Jean VI Rolin or Rollin (c.1450 - April 4, 1501), often referred to as Jean II Rolin to differentiate him from his father Jean Rolin or Rollin in the succession of the offices of Bishop of Autun, abbot of the Abbey of St. Martin, Autun, and prior of the Abbey of Saint-Marcel-lès-Chalon, was a French bishop.

==Biography==
Jean VI Rolin was the illegitimate son of Jean V Rolin, Cardinal Rolin, and Raymonde de Roucy or Roussy, a nun of Avignon; he was legitimised by King Charles VIII in 1485. He spent his youth at the court of Burgundy, and won the tournament organized by John of Luxembourg for the feast day of the Order of the Golden Fleece in 1472, in Valenciennes.

In 1477, after the death of Charles the Bold, he remained in the service of Charles' widow Margaret of York and became master of the petitions of the Duke of Austria.

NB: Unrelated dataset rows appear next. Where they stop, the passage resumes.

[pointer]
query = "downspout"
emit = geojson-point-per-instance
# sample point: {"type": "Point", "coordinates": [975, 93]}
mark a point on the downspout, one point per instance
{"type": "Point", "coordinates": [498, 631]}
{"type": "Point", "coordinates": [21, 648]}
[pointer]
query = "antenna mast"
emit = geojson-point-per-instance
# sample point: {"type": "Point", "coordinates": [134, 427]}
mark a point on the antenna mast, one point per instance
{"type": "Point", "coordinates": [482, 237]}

He obtained a prebend in 1482 at the Collegiate Church of Our Lady, Beaune, and the position of dean of the Collegiate Church of Our Lady, Semur-en-Auxois. Antoine de Chalon, bishop of Autun, gave him his support in obtaining the position of dean of Autun Cathedral in 1484. The Estates of Burgundy named him ambassador to Charles VIII of France, of whom he quickly became the counsellor. He entered the Parlement of Paris and rose through the various levels.

He was bishop of Autun from June 8, 1500, to the date of his death on April 4, 1501, some considerable time after receiving the pallium, a position obtained with difficulty, because the previous bishop, Antoine de Chalon, had resigned to make way for Olivier de Vienne, a canon of Lyon, and Pope Alexander VI, had already granted the appropriate bulls. The canons of Autun protested and, with the support of King Louis XII, pressed their claim freely to elect their bishop, in this instance in the person of their dean, Jean Rolin. The Pope revoked the provision already made and transferred the bishopric to Rolin, but not until after the death of Olivier de Vienne.

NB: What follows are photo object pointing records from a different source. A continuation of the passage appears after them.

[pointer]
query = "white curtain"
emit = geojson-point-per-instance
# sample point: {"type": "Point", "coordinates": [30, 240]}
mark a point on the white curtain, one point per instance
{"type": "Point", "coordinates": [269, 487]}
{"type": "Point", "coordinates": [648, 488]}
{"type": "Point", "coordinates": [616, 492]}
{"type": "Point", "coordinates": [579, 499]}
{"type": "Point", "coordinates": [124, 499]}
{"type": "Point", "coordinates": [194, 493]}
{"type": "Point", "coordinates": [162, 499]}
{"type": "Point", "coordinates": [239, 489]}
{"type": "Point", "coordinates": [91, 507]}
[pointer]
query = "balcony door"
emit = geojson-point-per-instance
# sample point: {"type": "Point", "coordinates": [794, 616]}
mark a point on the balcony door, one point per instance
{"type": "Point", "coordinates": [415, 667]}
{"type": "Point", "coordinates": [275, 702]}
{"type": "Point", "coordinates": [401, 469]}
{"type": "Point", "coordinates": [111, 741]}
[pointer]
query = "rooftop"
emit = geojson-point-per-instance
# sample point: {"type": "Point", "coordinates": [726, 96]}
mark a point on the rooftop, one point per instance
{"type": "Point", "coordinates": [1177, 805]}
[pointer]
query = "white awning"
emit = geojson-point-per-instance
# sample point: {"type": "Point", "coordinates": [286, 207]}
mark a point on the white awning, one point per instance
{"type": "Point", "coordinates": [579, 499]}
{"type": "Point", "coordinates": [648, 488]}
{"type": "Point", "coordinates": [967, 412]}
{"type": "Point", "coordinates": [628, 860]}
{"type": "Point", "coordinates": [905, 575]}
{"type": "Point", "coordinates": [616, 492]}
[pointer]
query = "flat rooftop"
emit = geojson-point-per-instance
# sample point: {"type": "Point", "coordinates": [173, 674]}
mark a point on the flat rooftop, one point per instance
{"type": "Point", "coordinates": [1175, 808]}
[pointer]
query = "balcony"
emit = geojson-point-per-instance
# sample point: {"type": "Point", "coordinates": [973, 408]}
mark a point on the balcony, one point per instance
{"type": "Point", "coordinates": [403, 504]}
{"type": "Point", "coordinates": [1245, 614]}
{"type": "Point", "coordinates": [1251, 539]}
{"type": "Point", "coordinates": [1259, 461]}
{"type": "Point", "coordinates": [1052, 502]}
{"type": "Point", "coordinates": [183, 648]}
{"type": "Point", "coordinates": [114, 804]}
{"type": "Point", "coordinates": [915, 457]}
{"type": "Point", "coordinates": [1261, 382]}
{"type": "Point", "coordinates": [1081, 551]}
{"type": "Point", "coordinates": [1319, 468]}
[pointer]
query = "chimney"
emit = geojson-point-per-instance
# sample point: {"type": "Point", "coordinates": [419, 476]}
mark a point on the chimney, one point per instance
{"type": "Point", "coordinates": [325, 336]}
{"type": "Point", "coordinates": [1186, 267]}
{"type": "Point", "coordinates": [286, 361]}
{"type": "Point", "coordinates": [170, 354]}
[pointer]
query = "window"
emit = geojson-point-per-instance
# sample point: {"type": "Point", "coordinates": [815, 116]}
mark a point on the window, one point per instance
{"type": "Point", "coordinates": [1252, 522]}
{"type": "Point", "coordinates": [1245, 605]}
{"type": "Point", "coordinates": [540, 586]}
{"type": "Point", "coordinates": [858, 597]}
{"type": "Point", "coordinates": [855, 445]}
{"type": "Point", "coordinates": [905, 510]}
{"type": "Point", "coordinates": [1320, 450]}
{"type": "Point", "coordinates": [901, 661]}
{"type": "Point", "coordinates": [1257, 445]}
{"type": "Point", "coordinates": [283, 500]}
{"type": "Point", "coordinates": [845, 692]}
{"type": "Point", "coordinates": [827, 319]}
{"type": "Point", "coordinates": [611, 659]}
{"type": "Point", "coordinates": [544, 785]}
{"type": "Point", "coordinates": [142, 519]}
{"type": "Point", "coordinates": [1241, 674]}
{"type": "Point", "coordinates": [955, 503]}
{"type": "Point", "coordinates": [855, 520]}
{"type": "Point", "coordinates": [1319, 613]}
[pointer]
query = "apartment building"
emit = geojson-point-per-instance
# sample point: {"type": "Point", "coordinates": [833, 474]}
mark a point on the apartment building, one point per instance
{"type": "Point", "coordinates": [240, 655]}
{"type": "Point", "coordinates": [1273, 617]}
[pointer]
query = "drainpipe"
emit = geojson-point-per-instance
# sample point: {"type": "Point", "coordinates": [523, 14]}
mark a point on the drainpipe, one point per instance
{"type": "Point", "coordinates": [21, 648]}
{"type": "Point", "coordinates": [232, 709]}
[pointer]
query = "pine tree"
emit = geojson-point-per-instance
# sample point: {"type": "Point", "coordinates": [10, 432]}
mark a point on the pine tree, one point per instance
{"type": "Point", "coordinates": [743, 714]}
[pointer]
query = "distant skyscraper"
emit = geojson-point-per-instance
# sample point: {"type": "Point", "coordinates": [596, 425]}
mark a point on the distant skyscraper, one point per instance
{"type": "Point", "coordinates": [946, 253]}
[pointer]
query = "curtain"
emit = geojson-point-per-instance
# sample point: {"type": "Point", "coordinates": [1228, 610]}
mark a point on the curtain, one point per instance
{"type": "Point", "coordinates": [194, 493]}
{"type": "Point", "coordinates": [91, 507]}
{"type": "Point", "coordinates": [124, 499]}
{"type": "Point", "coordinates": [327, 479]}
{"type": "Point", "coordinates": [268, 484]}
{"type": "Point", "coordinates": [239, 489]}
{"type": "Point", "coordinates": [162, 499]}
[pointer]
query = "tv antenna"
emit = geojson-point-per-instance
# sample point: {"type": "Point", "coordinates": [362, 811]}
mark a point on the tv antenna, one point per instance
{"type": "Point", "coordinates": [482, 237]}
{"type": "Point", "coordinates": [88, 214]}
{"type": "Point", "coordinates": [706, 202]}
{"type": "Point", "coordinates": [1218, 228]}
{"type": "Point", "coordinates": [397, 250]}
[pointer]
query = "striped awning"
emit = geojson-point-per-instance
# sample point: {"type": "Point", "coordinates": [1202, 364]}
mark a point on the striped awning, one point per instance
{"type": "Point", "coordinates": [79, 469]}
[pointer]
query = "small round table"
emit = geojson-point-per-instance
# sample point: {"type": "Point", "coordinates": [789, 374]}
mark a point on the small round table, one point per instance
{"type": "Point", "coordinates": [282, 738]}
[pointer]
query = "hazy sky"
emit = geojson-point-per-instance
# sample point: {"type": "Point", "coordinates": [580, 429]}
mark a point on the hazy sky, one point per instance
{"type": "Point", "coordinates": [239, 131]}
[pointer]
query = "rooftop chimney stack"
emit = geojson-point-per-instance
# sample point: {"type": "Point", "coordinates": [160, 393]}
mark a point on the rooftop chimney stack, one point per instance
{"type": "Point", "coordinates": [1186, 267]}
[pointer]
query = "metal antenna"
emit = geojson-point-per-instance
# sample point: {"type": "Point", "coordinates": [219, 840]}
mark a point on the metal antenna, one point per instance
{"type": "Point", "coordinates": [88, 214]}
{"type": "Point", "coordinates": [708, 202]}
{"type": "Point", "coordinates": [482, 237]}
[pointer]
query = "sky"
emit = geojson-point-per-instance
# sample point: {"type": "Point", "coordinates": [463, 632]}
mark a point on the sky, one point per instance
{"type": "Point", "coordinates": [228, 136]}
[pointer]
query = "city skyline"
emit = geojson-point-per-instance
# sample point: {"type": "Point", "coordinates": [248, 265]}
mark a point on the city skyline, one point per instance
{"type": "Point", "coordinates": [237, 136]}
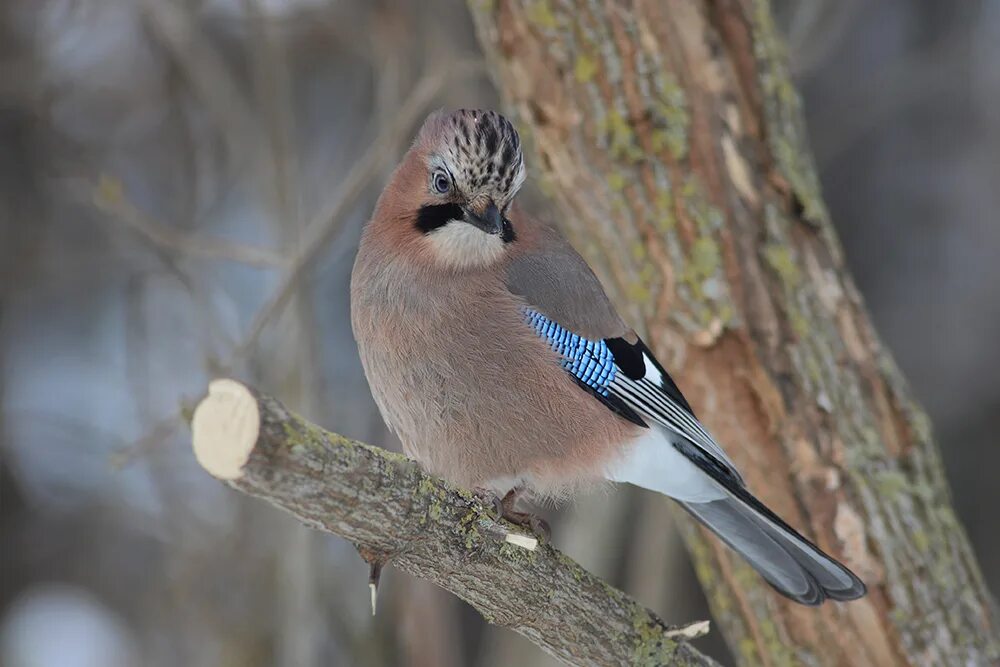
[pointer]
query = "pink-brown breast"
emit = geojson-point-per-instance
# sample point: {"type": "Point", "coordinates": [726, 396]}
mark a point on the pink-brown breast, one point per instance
{"type": "Point", "coordinates": [474, 394]}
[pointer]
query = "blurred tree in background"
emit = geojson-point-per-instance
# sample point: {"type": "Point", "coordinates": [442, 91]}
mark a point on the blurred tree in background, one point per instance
{"type": "Point", "coordinates": [183, 184]}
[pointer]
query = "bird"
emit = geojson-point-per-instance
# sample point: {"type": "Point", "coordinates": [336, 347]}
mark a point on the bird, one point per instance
{"type": "Point", "coordinates": [495, 355]}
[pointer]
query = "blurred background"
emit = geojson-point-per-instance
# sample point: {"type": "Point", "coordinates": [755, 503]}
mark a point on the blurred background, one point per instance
{"type": "Point", "coordinates": [182, 186]}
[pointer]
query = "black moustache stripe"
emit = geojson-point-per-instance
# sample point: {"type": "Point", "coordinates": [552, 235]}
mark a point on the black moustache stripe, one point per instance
{"type": "Point", "coordinates": [433, 216]}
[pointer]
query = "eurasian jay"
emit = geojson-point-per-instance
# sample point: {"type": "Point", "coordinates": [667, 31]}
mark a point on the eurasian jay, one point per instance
{"type": "Point", "coordinates": [494, 354]}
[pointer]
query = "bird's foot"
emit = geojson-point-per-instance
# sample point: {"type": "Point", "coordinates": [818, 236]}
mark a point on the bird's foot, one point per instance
{"type": "Point", "coordinates": [490, 499]}
{"type": "Point", "coordinates": [531, 522]}
{"type": "Point", "coordinates": [505, 508]}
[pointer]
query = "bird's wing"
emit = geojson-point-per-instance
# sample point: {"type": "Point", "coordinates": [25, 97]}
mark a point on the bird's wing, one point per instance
{"type": "Point", "coordinates": [567, 306]}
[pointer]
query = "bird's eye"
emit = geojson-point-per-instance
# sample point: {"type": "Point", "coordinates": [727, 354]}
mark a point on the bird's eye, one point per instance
{"type": "Point", "coordinates": [441, 182]}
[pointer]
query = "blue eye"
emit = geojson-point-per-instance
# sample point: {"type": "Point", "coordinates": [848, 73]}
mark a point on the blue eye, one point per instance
{"type": "Point", "coordinates": [441, 182]}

In his will Jean Rolin asked for a modest funeral and to be buried in Autun Cathedral, in the chapel of the Holy Cross, located in the eastern side, which he had put under the patronage of St. Martin. According to his wishes his body was accompanied during the funeral ceremony by thirty paupers, six foundlings and prayers of the Friars Minor, recently established in the city. He founded an anniversary mass in the Abbey of St. Martin, the Abbey of St. Symphorian and the Abbey of St. Andoche, all in Autun.